Users can execute complex edits – such as “remove bystanders” or “change weather from day to night” – using conversational natural language.
This is VFX House – a full VFX studio built on @Kling_ai o1 inside invideo.
AI Companies have been LYING to creators for 2 years.
Cool demos but – Zero control. Zero reliability. Zero continuity.Today… that ends.
The chaos era is over.
The control era begins now.Kling o1… pic.twitter.com/RyNQJ0p70x
— Invideo (@invideoOfficial) December 1, 2025
This approach replaces the traditional, labor-intensive workflow of manual rotoscoping, masking, and keyframing, which often requires specialized software and significant time investment. Kling AI Team emphasized the operational benefits, stating:
“No need for manual masking or keyframes – just type in prompts like ‘remove bystanders,’ ‘change daylight to dusk,’ or ‘swap the main character’s outfit,’ and the model will understand the visual logic.”
Beyond environmental edits, the model introduces “All-in-One Reference” technology to solve the persistent issue of temporal coherence. By locking onto character and prop identities, the system maintains visual consistency across dynamic shots, preventing the “flicker” or identity drift common in diffusion models.
Super Sunday: The Four-Way Market Clash
Arriving amidst a “Super Sunday” for the AI video sector, the launch coincides with simultaneous releases from major global competitors. Runway’s Gen-4.5 release claimed the top spot on the Video Arena leaderboard with a focus on physics and world models, intensifying the pressure on incumbents.
Domestically, Tencent’s HunyuanVideo-1.5 (8.3B parameters) and ByteDance’s Vidi2 (12B parameters) launched targeting the open-source community.
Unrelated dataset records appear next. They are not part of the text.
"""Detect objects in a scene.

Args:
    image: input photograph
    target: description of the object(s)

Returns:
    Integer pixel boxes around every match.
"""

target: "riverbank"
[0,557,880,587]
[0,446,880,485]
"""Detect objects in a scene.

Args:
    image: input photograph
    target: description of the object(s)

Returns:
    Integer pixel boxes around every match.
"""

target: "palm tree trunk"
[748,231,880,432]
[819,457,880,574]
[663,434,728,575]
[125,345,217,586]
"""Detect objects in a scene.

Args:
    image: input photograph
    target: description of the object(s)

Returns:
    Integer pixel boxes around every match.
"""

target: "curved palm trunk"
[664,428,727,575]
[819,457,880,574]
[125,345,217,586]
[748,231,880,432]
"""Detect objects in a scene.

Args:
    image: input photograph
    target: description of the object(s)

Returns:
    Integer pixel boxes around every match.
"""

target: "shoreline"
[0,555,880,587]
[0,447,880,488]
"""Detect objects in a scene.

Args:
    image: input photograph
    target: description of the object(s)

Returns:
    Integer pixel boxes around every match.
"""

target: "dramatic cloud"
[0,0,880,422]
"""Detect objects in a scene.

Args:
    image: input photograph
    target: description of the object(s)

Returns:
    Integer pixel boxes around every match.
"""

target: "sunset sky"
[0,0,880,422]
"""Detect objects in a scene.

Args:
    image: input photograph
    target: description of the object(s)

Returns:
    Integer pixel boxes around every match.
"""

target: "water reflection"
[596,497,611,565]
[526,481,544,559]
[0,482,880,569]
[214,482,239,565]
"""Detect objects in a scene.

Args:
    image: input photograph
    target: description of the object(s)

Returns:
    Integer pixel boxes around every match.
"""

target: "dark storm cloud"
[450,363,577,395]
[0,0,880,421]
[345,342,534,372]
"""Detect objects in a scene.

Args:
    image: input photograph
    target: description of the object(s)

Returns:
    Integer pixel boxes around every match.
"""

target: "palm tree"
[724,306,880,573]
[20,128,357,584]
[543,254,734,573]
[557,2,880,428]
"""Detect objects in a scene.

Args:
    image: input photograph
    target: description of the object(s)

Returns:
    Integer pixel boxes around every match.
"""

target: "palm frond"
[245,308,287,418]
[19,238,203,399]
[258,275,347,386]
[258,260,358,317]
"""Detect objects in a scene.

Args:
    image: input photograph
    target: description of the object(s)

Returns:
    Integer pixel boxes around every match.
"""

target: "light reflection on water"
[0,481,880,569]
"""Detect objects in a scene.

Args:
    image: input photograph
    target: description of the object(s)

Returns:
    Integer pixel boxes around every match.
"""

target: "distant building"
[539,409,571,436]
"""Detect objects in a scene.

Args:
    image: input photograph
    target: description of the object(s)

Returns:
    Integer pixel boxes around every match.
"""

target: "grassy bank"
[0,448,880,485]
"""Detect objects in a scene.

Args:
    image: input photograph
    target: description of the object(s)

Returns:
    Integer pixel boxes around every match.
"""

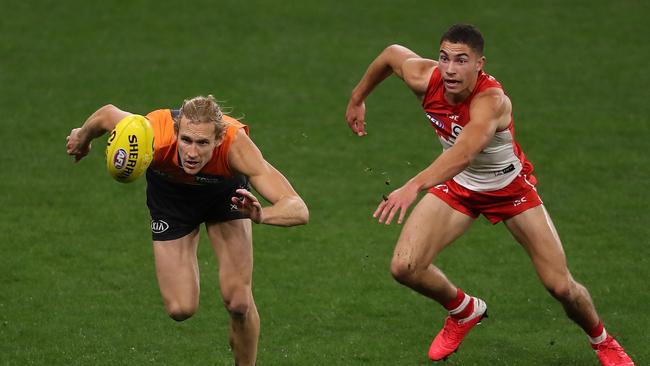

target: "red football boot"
[591,335,634,366]
[429,297,487,361]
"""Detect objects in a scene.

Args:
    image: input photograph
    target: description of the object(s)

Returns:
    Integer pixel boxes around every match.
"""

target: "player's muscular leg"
[505,205,599,332]
[153,228,199,321]
[391,193,474,304]
[206,219,260,366]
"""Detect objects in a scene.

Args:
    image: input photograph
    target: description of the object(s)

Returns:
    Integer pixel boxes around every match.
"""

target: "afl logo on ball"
[151,220,169,234]
[113,149,126,169]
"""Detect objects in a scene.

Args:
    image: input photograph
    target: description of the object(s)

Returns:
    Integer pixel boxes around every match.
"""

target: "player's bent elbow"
[296,199,309,225]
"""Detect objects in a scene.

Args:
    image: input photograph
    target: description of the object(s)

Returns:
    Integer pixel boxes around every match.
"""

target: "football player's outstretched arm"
[345,44,438,136]
[66,104,131,162]
[228,130,309,226]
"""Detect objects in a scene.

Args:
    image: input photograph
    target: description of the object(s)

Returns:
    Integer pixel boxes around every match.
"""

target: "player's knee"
[165,302,196,322]
[545,278,576,301]
[223,289,253,318]
[390,257,417,284]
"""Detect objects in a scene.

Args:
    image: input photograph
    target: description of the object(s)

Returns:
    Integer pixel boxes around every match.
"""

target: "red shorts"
[429,174,542,224]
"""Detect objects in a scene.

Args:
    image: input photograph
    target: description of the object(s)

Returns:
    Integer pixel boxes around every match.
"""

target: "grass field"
[0,0,650,366]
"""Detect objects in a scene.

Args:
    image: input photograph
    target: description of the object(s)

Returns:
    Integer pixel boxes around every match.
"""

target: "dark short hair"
[440,24,484,56]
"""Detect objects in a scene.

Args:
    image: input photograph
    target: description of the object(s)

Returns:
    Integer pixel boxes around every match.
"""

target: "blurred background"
[0,0,650,366]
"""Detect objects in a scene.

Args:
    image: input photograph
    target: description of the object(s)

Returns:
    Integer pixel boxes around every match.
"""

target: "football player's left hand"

Kling AI has positioned itself aggressively against these rivals, releasing internal benchmark data to support its claims of superiority.
Performance metrics in the official announcement provide specific comparisons against Google’s proprietary model.
“In the ‘Image Reference’ task… we compared the Kling AI VIDEO O1 Model with Google Veo 3.1’s Ingredients to Video as the benchmark model… The comparison results show that the VIDEO O1 Model excels… with a performance win ratio of 247% compared to Google Veo 3.1’s Ingredients to Video.”
In transformation tasks, the company claims a 230% performance win ratio over Runway’s Aleph model. These figures suggest a significant lead in specific editing workflows, particularly those involving image references and style transfer.
However, these figures remain internally sourced, creating a sharp contrast with the reproducible, open-weight models released by Tencent and ByteDance. Independent verification will be crucial to validate whether these “win ratios” translate to real-world production environments.
Pricing and Commercial Strategy
Unlike its open-source domestic rivals, Kuaishou is pursuing a closed SaaS revenue model, restricting Video O1 to its “Pro Mode.” Pricing is tiered based on computational load: 8 credits per second for standard generation, rising to 12 credits per second when using video inputs, as detailed in the user guide.
Aligning with the company’s broader strategy, this premium positioning aims to capture the professional media production market.
Testing the commercial viability of this strategy, the Kling AI business unit reported 300 million yuan in Q3 sales. By targeting high-end creators with a “unified” tool, Kling aims to justify its subscription costs in an increasingly commoditized market where open-source alternatives are rapidly gaining ground.